The ambulance driver and crew did as they were told, leaving Sherman to push his way through the gathering crowd. Sergeant Gunther Wilson, the owner of the voice, stood over the body of a young woman in an angel costume.

“Stabbed?” Sherman asked.

“Hi.” Wilson’s voice lacked its usual gruffness. “Yeah, stabbed in the chest and stomach. Looks like she put up a fight before she died.”

Sherman informed Wilson about the other attack.

“That fits,” Wilson said. “People were mentioning some strange-acting guy in a devil costume.”

The sergeant was interrupted by his two-way radio.

“The guy in the lot’s going to make it,” he told Sherman. “My boys found a devil costume nearby. Also a mask and a knife. Let’s hope this was his last victim.”

Wilson told a patrolman to tape off the site. “And check the crowd. I want to see any adult male not with kids and not wearing a costume.”

The patrolman and his partner returned a few minutes later with two men fitting that rather broad description. The first was a slight man, apparently in his thirties. A closer glance at the lines around the eyes and his jet-black toupee told Sherman that he was at least ten years older. He was dressed in a black sweatshirt, black jeans, and a pair of slippers.

“What were you doing here?” Wilson asked.

“I live here,” the man said, pointing to a red brick house. The windows were dark and the house looked empty. “I don’t hand out candy. I was in my bedroom watching TV and ignoring the doorbell. When I heard the sirens, I came out. Is that a crime?”

“No, sir,” Wilson replied, turning to the second suspect, a man in his early twenties with a scraggly goatee and disheveled hair.

“My car broke down over on the next block,” he answered without having to be asked. “I was just walking up to some house to use their phone when your jack-booted buddy grabbed me.”

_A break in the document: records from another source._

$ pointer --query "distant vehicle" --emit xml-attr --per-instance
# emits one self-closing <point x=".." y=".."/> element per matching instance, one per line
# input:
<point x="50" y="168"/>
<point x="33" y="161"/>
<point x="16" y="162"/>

The sergeant took Sherman aside. “At least we have a surviving witness, but he may not be much help if the attacker was wearing a mask.”

“Well, if our survivor can’t identify him, I can.”

“I was hoping you’d say that,” Wilson said with a grin.

Who was the masked attacker?

What clue gave him away?

“I don’t know how you do it,” Wilson said with obvious relief.  “Both alibis are weak. Either one of these guys could have been in that costume.”

“Oh, it wasn’t them,” Sherman chuckled. “It was the suspect you didn’t meet, the guy in the vacant lot.”

“The other victim?” Wilson asked, his bushy eyebrows raised. “But he’s got serious stab wounds. Are you saying he did that to himself?”

“Oh, no. Someone stabbed him. The girl. You said she fought back, correct?”

“You’re saying he stripped off the costume and ran into the lot, pretending to be a victim?” Wilson wasn’t buying it. “No. Why didn’t he just run away? Why draw so much attention to himself?”

“Because he needed medical help. If a man showed up at the hospital tonight with an unexplained stab wound…”

“He’d be a suspect, of course. Do you have any evidence to back up this wild theory?”

“I do. This supposed victim said he’d been chased into the lot, then attacked. Yet I found only one set of footprints going in and no footprints coming out.”

“Maybe you missed seeing them.”

“If someone is chasing you, his footprints are going to be fairly close to yours. No, your forensics team will back me up. That so-called victim is your killer.”